What’s The Big Deal about Frozen Yogurt Anyways?

In Confusion, Food, New York City on July 24, 2008 at 8:31 pm

If I see one more person walk by me with a big bowl of the new “hot dessert” I may hurt someone. I cannot take this craze… the UGGS with leggings? Ok, in some areas of the world I let that go because it was more functional than a fashion fad. I was even OK with the Blackberry craze… it’s annoying but necessary for those in the working world. But this Frozen Yogurt shit? Get out of here. People have this CRAZY mentality, that you can eat an abundance of “healthy” food for you without any guilt, am I right? Like, ladies I think you are not understanding the concept of Pinkberry/Frozen Yogurt in general. The serving size is about 1/2 of a small cup without any “add ons” which is primarily the reason you make the trek, so….? In reality is it any better than getting let’s say… god forbid a small cone of Haagen Daaz? Not really. 

Another point I have to make here is this. I grew up eating my daily chocolate/vanilla swirl with extra jimmies from TCBY. I cannot remember how many days I’d make my Uncle Mickey drive my brother and I to the TCBY in Amagansett because they didn’t have one in East Hampton, which is where we usually lived in during our summers in the Hamptons. I just don’t think after having frozen yogurt from a little shop by my place in Union Square, it even COMPARES to my old school favorite TCBY.

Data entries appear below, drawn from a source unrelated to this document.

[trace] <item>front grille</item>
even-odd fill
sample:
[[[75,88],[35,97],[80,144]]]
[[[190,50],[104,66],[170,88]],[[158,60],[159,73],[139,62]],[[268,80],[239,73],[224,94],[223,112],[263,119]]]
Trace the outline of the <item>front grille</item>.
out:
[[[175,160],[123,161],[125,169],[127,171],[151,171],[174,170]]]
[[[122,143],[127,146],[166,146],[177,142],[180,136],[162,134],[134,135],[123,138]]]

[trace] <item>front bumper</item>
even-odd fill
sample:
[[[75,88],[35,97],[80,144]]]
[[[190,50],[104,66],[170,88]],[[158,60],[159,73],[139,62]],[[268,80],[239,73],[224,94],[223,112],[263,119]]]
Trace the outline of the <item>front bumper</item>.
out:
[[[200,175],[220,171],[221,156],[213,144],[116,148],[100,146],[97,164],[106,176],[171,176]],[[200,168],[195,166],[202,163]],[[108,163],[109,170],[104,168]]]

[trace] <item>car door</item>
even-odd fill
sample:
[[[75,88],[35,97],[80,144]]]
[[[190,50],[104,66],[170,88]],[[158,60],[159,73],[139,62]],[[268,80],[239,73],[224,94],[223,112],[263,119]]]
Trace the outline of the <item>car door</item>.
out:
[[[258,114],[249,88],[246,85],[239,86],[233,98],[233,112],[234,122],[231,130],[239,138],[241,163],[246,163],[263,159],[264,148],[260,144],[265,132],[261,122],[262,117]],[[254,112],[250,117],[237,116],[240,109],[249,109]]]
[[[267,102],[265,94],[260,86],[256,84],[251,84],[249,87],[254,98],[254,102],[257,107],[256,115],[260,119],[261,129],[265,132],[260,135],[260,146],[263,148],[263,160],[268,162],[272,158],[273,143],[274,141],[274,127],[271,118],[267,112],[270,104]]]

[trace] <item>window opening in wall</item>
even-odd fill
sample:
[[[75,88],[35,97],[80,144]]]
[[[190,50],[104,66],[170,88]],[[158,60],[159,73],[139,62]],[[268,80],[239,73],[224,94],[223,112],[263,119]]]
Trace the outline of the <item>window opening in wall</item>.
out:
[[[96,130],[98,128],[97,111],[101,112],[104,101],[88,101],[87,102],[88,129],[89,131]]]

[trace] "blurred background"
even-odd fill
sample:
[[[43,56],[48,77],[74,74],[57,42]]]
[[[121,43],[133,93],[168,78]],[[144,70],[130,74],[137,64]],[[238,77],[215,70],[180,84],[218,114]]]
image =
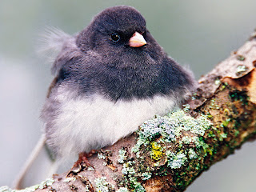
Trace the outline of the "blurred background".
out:
[[[47,26],[69,34],[115,5],[130,5],[146,18],[150,33],[198,78],[242,46],[256,27],[255,0],[29,1],[0,2],[0,186],[10,186],[35,146],[42,126],[40,110],[53,77],[37,54]],[[256,142],[199,177],[187,192],[256,191]]]

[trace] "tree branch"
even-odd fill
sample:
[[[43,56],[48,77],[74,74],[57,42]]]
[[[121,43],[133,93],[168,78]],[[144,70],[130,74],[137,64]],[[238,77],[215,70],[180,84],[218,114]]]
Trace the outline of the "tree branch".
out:
[[[94,168],[82,163],[35,191],[184,191],[255,136],[255,67],[256,33],[199,80],[182,110],[146,121],[90,158]]]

I think people flock like sheep to the “newest and hottest thing“. I truly believe even if this “Fro Yo” all of a sudden was made with rancid ingredients such as goat’s milk, let’s say, people would still be all about this dessert. Why is that? Because it’s “cool”. Look at the example below, I don’t mean to call Pinkberry out here or anything, but let’s be honest does this REALLY look more appealing than my delightful TCBY photo above? I don’t think so. 

My advice would be to stick with the old time classics, such as TCBY Swirls with JIMMIES, yes you heard right. I know they are also “out of style” because apparently they contain harmful fats? Whatever. If you live your life in fear of things as dumb as the fat in jimmies? I feel for you.